A specialized training program focused on "Artificial Intelligence + Education" technology applications for agricultural universities was recently held at Nanjing Agricultural University. More than 60 experts and participants from agricultural colleges, agricultural and rural departments, and related enterprises nationwide gathered to engage in in-depth discussions on cutting-edge AI technologies, digital empowerment in education, and agricultural modernization practices.
Liu Yuqiang, Vice President of Nanjing Agricultural University, stressed that all participants should focus on strengthening the agricultural nation-building goal, integrate AI technology with their teaching and research, and convert short-term training into long-term collaboration. Zhang Shaogang, the Supervisor of the China Educational Technology Association, highlighted that AI is advancing from general to specialized applications, from single-modal to multi-modal capabilities, and from passive response to proactive service. He suggested strengthening human-machine collaborative instructional design and building a smart education ecosystem tailored to agricultural disciplines.
During the keynote report session, Zhang Shaogang presented a lecture titled "Educational Digital Humans - Opening a New Gateway to Smart Education," explaining the value of AI digital humans in breaking down spatial and temporal limitations of quality resources and promoting personalized learning. Professor Jin Ying from Nanjing University analyzed the reconstruction of human social value systems and its deep impact on education. Liu Tao from Sichuan Agricultural University shared systematic approaches to empowering high-quality education development with AI. Professor Wang Dongbo from Nanjing Agricultural University delivered insights on vertical domain large language models, including practical experience with agricultural models like "Sinong" and "Lvdun."
The three-day training combined theoretical instruction, case analysis, and hands-on practice. The Information Construction Center and Professor Wang Dongbo's team at Nanjing Agricultural University provided systematic instruction on core modules including fundamental principles of large language models, vertical domain model construction, prompt engineering, RAG technology, and AI agent development. An accompanying certification examination on "AI + Education" professional competencies was also organized.

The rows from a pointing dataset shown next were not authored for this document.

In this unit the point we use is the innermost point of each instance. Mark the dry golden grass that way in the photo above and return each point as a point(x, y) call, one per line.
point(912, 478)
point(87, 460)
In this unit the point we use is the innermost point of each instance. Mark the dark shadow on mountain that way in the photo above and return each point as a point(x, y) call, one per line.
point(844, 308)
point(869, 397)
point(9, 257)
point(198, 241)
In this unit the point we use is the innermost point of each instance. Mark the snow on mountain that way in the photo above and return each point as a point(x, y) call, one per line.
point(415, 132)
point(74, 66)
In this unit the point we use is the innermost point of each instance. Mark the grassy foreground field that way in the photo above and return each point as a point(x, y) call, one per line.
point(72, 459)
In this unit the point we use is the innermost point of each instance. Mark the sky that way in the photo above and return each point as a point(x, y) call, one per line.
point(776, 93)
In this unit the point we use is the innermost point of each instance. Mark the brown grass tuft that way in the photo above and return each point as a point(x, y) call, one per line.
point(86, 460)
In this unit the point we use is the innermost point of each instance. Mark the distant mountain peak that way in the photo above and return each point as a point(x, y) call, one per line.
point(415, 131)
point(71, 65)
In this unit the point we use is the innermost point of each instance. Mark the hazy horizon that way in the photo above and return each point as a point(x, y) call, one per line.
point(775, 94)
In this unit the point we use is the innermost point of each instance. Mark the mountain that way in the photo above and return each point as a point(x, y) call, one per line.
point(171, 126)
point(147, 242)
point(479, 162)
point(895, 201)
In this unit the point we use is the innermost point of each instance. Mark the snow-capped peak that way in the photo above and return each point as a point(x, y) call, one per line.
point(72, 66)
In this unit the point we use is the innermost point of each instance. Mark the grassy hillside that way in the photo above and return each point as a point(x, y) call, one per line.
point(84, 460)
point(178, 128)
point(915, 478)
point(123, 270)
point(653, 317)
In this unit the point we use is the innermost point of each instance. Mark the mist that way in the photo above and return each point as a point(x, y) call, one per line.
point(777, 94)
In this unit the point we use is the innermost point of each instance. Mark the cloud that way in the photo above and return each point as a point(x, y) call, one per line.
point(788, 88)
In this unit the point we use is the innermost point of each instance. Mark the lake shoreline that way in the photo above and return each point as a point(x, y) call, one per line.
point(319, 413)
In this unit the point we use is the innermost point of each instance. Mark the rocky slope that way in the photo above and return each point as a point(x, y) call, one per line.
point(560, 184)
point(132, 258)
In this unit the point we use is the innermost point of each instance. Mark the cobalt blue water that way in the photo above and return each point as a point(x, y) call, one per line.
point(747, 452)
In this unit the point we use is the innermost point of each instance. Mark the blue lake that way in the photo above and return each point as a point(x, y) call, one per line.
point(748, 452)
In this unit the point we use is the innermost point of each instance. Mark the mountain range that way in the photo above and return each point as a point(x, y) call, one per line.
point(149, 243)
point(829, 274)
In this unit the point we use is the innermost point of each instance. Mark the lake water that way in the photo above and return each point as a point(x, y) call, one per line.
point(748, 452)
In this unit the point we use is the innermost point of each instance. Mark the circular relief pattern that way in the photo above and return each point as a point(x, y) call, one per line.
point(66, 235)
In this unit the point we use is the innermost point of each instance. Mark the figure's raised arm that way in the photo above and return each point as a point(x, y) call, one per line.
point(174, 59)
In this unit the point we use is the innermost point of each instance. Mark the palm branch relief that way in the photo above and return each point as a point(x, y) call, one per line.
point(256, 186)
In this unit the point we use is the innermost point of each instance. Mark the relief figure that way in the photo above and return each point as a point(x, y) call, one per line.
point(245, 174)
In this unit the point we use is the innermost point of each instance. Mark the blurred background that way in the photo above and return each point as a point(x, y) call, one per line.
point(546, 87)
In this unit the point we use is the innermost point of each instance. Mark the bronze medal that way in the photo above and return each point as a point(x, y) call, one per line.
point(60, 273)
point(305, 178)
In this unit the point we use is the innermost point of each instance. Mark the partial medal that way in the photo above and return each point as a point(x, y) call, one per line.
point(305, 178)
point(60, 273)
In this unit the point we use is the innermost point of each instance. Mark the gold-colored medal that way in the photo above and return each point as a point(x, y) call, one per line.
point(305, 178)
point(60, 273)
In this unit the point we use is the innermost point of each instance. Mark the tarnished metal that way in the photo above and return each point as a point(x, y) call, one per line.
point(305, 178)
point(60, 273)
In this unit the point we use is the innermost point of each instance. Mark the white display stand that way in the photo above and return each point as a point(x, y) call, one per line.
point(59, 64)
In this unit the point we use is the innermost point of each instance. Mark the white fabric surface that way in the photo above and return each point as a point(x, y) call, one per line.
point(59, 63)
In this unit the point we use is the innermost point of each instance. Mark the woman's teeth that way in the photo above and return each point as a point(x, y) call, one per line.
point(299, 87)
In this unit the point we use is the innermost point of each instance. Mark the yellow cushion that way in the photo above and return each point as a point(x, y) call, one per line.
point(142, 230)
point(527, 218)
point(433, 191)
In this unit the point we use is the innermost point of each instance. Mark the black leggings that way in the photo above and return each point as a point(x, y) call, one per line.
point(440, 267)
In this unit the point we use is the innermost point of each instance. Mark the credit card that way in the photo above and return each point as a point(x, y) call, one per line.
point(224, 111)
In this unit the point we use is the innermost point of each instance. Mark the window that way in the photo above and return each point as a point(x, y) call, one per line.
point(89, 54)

Researcher Ye Zemin, a participant from King Abdullah University of Science and Technology in Saudi Arabia, noted that the training deepened his understanding of the technical pathways for AI-empowered agricultural education. He found the application practices of Nanjing Agricultural University's "Sinong" large model particularly useful as a reference for his ongoing research in agricultural artificial intelligence.
Wang Dongbo, Deputy Director of the Information Construction Center at Nanjing Agricultural University, stated that the university will continue to expand the integration of artificial intelligence in teaching, research, institutional governance, and agricultural industry development. The goal is to cultivate replicable and scalable "AI + agricultural education" application outcomes that provide strong support for the digital transformation of agricultural education and agricultural modernization.